Me incliné ligeramente a la izquierda para poder ver a Van Loon.
—ADSL —respondí—. Línea Digital Asimétrica de Abonado.
—¿Y…?
—Permite transmitir una única señal de video comprimido de alta velocidad a una velocidad de 1,5 megabytes por segundo, además de una conversación telefónica normal.
—Bien.
Van Loon se volvió hacia Hank Atwood y Jim Heche y siguió hablando.
Ginny me miró y arqueó las cejas.
—Perdona.
—Salgamos de aquí y vayamos a tomar una copa a algún sitio —dije apresuradamente—. Vamos, di que sí.
Aquella brizna de incertidumbre volvió al rostro de Ginny. Antes de que pudiera responder, Van Loon dio una palmada y dijo:
—De acuerdo, Eddie. Vámonos.
Ginny se dio la vuelta y preguntó a su padre:
—¿Adónde van?
Me apoyé de nuevo en la pared de roble.
—Al Orpheus Room. Tenemos que seguir hablando de negocios, si te parece bien.
—Vamos de paseo.
—¿Qué vas a hacer tú?
La joven consultó su reloj. Entretanto, yo observaba su espalda y el suave azul de su chaqueta de cachemir.
—Tengo cosas que hacer más tarde, pero ahora me marcho a casa.
—De acuerdo.
Ginny se dirigió a la puerta, me despidió con un gesto, sonrió y se fue.
Cuando nos dirigíamos al Orpheus Room unos minutos después, tuve que reprimir mi gran decepción y concentrarme otra vez en el negocio que teníamos entre manos.

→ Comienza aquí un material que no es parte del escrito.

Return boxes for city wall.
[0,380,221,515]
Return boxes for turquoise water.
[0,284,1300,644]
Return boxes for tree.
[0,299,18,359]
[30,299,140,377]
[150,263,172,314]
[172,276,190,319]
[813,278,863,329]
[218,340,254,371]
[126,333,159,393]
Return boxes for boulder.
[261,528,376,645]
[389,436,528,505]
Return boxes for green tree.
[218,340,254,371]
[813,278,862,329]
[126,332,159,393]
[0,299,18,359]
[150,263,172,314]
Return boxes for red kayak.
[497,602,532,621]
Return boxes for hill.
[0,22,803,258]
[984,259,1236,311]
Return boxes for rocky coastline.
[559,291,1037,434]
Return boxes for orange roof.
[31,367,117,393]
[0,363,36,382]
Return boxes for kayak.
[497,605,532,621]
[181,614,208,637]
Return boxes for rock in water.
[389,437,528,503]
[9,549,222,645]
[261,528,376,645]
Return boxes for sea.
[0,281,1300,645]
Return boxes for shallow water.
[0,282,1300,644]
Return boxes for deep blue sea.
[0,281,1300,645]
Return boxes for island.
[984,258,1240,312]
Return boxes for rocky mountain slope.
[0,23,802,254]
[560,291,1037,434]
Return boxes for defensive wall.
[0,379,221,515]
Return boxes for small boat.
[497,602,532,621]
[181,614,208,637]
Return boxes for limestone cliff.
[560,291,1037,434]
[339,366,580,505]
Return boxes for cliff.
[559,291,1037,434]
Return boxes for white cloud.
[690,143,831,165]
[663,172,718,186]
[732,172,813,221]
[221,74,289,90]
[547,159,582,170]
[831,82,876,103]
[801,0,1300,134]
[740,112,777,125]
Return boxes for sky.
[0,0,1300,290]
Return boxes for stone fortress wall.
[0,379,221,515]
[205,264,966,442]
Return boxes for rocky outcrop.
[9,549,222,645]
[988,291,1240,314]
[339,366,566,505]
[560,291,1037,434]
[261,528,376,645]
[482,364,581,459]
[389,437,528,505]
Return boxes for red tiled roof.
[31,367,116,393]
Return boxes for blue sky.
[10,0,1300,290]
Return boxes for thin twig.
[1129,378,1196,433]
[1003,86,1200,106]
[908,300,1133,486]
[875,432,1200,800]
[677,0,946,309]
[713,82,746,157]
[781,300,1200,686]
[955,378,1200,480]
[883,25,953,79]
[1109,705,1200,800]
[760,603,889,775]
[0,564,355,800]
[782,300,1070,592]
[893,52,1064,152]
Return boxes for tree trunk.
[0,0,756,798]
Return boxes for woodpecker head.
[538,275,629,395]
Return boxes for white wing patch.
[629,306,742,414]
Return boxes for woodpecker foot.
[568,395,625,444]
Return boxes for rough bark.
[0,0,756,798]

Mi oferta por el piso del Edificio Celestial fue aceptada al día siguiente, y veinticuatro horas más tarde estaba firmando toda la documentación. La carta de Van Loon había silenciado cualquier pregunta sobre mis impuestos, y merced a la discreción con la que se llevó el aspecto económico, debo decir que fue todo muy sencillo. No lo fue tanto decidir la decoración. Llamé a un par de interioristas, visité algunas tiendas de muebles y leí varias revistas, pero estaba indeciso y me sumí en un ofuscado ciclo de planes y contraplanes, distribuciones y contradistribuciones de color. ¿Quería algo diáfano e industrial, por ejemplo, con superficies grises y armarios modulares, o algo exótico y recargado, con sillas Luis XV, grabados japoneses y mesas rojas lacadas?
Cuando Gennadi llegó al piso de la Calle 10 aquel viernes por la mañana, ya había empezado a guardar todas mis cosas en cajas.
Cabía esperar que hubiese problemas, por supuesto, pero no quería pensar en ello.
El ruso franqueó la puerta, vio lo que estaba sucediendo y perdió los estribos casi al instante. Pateó un par de cajas y dijo que se había acabado.
—Estoy harto de ti y de tu hipocresía.
Llevaba un traje holgado de color crema, una corbata rosa y amarilla y el pelo peinado hacia atrás. En la punta de la nariz sostenía unas gafas de espejo con montura metálica.
—¿Qué diablos está pasando aquí?
—Cálmate, Gennadi. Sólo me mudo a otro piso.